The ACT Court of Appeal in the matter of Sidaros v The Queen (2020) 15 ACTLR 64 has also regarded that a breach of the common law accusatorial principle justified the exclusion of evidence of an admission. The common law accusatorial principle is that guilt must be proved by the prosecution absent aid of the accused.[18] The Court held that the admission being elicited by undercover officers placed in the appellant's prison cell after the appellant exercised his right to silence was a breach of the accusatorial principle and was thereby unfair to be used against the appellant.
The following have been held to be immaterial considerations:
(8) The probative value of the evidence;[19] and
(9) The seriousness of the offence.[20]
Nonetheless, cognisance is required of the fact that the investigation of crime ‘is not a game governed by a sportsman's code of fair play … [f]airness to those suspected of crime is not the giving of a sporting opportunity to escape the consequences of any legitimate and proper investigation.’[21]
IV Conclusion
It is to be kept in mind that it is the intent of the legislature to not define, even partially, the concept of unfairness under s 90. This would undermine the desirable flexibility and scope of the section. None of the aforementioned indicia is determinative to the exercise of the discretion. To do so would be repugnant to the general wording s 90 has been given. Each application of s 90 is thereby unique and, to a certain extent, fact-dependent. Per Kirby J in Em v The Queen at 121, ‘[w]hat would be “unfair” in one set of circumstances might not be so if just a few of the integers were changed.’ Nevertheless, regard should always be had to the foundational focus of s 90, viz that evidence of an admission must not be introduced at an unacceptable and unwarranted price. Framing s 90 in this way not only preserves the broad discretion the legislature intended for s 90 to confer, but also ensures that the rights of the suspect be importantly kept at the forefront of the analysis.
FOOTNOTES:
[1] R v DJL [2024] NSWDC 165 at [273];
[2] R v Burton [2013] NSWCCA 335 at [88]; R v Simmons; R v Moore (No 2) [2015] NSWSC 143 at [52].
[3] R v Swaffield; Pavic v R (1998) 192 CLR 159, 193; R v Cresnar (No 2) [2019] NSWDC 671 at [8], [10].
[4] Em v The Queen (2007) 232 CLR 67, 121; R v W [1999] NSWSC 1128 at [27].
[5] JB v R [2012] NSWCCA 12 at [44]; Riley v R [2011] NSWCCA 238 at [151]–[158].
[6] R v Swaffield; Pavic v R (1998) 192 CLR 159, 194; R v Fernando [1999] NSWCCA 66 at [30].
[7] Em v The Queen (2007) 232 CLR 67 at [73], [188], R v Helmhout & Ors [2000] NSWSC 185 at [62].

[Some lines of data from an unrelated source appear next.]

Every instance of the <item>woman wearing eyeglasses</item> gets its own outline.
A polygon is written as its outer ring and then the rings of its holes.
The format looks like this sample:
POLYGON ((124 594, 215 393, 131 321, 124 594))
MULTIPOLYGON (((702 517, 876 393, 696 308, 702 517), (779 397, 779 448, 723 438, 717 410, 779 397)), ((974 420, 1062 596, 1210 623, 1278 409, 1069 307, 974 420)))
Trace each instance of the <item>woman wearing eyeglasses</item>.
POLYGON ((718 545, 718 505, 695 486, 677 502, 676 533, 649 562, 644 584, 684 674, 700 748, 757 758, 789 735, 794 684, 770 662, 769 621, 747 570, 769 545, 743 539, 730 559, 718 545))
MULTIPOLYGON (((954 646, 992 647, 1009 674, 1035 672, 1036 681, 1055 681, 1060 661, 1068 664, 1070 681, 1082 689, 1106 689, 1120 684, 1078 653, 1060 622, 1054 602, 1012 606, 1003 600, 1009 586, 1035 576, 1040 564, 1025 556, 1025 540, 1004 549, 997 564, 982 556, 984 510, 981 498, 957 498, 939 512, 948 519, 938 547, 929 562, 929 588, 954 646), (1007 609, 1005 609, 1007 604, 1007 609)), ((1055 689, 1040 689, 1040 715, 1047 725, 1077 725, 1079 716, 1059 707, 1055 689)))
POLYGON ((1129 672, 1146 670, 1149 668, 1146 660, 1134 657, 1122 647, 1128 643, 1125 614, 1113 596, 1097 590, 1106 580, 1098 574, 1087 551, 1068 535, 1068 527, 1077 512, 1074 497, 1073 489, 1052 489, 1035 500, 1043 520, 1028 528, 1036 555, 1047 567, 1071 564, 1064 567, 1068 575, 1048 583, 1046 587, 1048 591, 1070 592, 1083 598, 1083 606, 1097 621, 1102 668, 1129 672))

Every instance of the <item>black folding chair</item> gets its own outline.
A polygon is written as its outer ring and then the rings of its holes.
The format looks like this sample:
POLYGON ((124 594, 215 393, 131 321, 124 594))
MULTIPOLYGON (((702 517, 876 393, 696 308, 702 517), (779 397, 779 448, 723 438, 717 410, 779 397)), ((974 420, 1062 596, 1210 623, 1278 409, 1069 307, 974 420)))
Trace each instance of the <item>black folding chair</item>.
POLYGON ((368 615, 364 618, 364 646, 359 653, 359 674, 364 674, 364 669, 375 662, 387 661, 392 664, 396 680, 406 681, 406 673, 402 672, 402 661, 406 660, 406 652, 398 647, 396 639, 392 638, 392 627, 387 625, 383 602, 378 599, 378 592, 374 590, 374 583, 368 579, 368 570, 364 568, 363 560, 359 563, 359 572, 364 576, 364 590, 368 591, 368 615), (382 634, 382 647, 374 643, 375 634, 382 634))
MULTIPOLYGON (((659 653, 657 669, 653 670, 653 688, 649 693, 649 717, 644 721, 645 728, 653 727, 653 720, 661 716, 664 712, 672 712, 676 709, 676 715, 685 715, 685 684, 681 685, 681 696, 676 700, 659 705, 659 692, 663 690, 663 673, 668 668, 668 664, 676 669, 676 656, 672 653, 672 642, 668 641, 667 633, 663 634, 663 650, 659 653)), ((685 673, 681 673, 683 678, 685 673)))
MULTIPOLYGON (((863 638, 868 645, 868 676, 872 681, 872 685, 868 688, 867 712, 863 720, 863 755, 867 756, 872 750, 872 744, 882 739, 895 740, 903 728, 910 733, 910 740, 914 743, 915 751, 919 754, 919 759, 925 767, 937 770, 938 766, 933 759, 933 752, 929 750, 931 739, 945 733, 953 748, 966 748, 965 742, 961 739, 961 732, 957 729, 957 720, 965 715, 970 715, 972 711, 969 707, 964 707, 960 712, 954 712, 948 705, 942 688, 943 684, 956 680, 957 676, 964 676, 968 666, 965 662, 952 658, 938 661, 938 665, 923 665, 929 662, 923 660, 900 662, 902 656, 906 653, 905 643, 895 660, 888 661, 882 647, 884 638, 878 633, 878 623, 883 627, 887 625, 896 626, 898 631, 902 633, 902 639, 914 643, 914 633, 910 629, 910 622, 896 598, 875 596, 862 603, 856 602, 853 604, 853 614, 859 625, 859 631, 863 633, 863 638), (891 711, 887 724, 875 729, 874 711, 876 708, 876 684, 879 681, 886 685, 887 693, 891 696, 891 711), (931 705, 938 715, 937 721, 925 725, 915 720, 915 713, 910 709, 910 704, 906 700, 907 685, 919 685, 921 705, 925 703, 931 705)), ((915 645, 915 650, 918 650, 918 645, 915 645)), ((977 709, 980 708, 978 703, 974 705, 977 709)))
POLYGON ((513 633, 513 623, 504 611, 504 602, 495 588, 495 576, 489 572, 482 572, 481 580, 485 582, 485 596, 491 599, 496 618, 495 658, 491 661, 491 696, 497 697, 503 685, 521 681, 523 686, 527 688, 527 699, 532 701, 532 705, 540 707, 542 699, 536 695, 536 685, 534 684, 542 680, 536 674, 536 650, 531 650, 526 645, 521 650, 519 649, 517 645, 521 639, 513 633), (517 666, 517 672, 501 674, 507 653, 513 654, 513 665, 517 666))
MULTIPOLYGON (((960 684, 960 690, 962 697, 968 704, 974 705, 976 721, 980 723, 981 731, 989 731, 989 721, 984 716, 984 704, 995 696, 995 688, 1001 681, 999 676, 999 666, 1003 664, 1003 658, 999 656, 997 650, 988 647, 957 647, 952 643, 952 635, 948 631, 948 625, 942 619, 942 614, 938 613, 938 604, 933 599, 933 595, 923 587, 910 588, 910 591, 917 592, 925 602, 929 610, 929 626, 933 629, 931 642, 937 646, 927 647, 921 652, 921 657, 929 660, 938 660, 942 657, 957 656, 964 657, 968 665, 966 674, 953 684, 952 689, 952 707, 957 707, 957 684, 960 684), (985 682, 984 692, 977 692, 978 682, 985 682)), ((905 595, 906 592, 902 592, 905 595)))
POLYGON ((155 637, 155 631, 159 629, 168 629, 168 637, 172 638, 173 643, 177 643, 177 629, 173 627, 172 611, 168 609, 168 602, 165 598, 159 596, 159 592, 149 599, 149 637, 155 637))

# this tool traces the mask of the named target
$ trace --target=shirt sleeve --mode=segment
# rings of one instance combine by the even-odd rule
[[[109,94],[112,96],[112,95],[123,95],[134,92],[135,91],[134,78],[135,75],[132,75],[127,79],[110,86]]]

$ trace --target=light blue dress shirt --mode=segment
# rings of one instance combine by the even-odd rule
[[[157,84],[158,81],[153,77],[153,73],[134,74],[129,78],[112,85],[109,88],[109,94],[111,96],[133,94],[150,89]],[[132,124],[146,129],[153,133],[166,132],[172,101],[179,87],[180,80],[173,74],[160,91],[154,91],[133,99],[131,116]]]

[8] This was also echoed in Van der Meer v The Queen (1988) 62 ALJR 656, 666.
[9] Bryant v The Queen [2011] NSWCCA 26 at [117].
[10] See R v Nelson [2004] NSWCCA 231 at [20] where the absence of trickery pointed to the admission being fairly used as evidence. See also R v Suckling [1999] NSWCCA 36 at [40]–[41].
[11] R v Swaffield; Pavic v R (1998) 192 CLR 159, 173.
[12] R v Lee (1950) 82 CLR 133, 154; Van Der Meer v The Queen (1988) 35 A Crim R 232, 248; R v Em [2003] NSWCCA 374, [104].
[13] Van der Meer v R (1988) 82 ALR 10. See R v Munce [2001] NSWSC 1072, where McClellan J refused to apply s 90 to an admission because it was not 'so unreliable that no weight could be given to it'.
[14] R v Archer (No 1) [2021] NSWSC 569; R v Taylor [1999] ACTSC 47.
[15] Higgins v The Queen [2007] NSWCCA 56 at [28]; R v Fischetti [2003] ACTSC 9 at [11]; R v Suckling [1999] NSWCCA 36 at [33]; R v Swaffield; Pavic v R (1998) 192 CLR 159, 202.
[16] R v Parkes [2024] NSWSC 269 at [62].
[17] Em v The Queen (2007) 232 CLR 67, 89.
[18] Lee v The Queen (2014) 253 CLR 455 at [45]
[19] R v Burton [2013] NSWCCA 335 at [89].
[20] R v Em [2003] NSWCCA 374 at [113]
[21] R v Swaffield; Pavic v R (1998) 192 CLR 159, 185–186.